The 28-page report includes criticisms that the Board previously leveled in its inspection reports on the individual firms, some of which were vigorously rebuffed by the firms at the time. In a September 2007 letter to the PCAOB, for example, PricewaterhouseCoopers took issue with some negative findings of the Board's 2006 inspection. PwC insisted that its procedures were sufficient to support its conclusions and opinion.
Still, the report makes for some eye-opening reading, not least in its claim that deficiencies may have been caused "at least in part, by the failure to apply the appropriate level of professional skepticism when conducting audit procedures and evaluating audit results."

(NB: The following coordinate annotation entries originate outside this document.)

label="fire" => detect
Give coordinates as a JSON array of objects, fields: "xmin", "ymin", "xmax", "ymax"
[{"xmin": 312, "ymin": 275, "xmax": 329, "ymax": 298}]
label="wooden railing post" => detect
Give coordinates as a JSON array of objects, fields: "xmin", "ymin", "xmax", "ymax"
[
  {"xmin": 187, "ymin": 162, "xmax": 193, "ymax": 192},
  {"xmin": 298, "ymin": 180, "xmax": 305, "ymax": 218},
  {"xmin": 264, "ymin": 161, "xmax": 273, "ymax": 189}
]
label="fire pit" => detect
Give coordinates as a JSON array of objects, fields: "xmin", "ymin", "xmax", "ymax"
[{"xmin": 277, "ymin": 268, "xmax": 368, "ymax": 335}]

Other causes for concern include the firms' partner evaluation and compensation processes. In some cases, technical personnel were reporting to partners whose responsibilities included growing the audit practice, raising the possibility that decisions on the technical side may have been influenced by considerations of profitability.
The most frequent areas of failure included:
Revenues. Not surprisingly, audit firms ran aground on complex revenue-generating transactions and processes such as estimated fair values of all elements in arrangements with multiple deliverables. But they also failed to observe basic principles of revenue recognition, such as the timing and booking of revenue in connection with the sale of goods.

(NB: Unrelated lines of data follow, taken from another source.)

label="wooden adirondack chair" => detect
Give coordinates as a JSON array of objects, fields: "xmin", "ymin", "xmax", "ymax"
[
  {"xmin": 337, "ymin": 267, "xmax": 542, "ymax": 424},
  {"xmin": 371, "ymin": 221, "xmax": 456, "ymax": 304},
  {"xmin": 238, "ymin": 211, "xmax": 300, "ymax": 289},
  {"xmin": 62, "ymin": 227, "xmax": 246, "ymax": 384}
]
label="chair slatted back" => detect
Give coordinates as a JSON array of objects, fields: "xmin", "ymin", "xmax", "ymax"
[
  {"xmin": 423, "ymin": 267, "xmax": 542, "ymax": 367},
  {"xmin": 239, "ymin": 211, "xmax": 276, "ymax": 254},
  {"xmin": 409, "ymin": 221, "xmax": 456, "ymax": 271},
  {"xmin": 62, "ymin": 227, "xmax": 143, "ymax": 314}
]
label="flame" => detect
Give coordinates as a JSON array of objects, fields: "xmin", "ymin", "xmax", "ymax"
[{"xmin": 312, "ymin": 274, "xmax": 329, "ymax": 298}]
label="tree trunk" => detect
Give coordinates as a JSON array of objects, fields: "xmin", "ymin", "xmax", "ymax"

Accounting Estimates. The firms often chose to evaluate management's estimates by testing the client's process for developing the estimate. But they sometimes failed to understand the methodology, or to test the reasonableness of the underlying assumptions or the data used.
Fair Value Measurements. The Board's inspection teams noted inadequate testing of fair value estimates in evaluations of possible impairment of goodwill and other long-term assets. And, no surprise, firms had trouble testing the fair value of financial instruments, including derivatives, loans, and securities.
Not all of the findings are negative, though. The report notes that the incidence of deficiencies has declined in some well-established audit areas such as confirmation of A/R and income tax accounts. And the Board found improvements in the majority of cases in which it reviewed a firm's practices after commenting on them in previous years.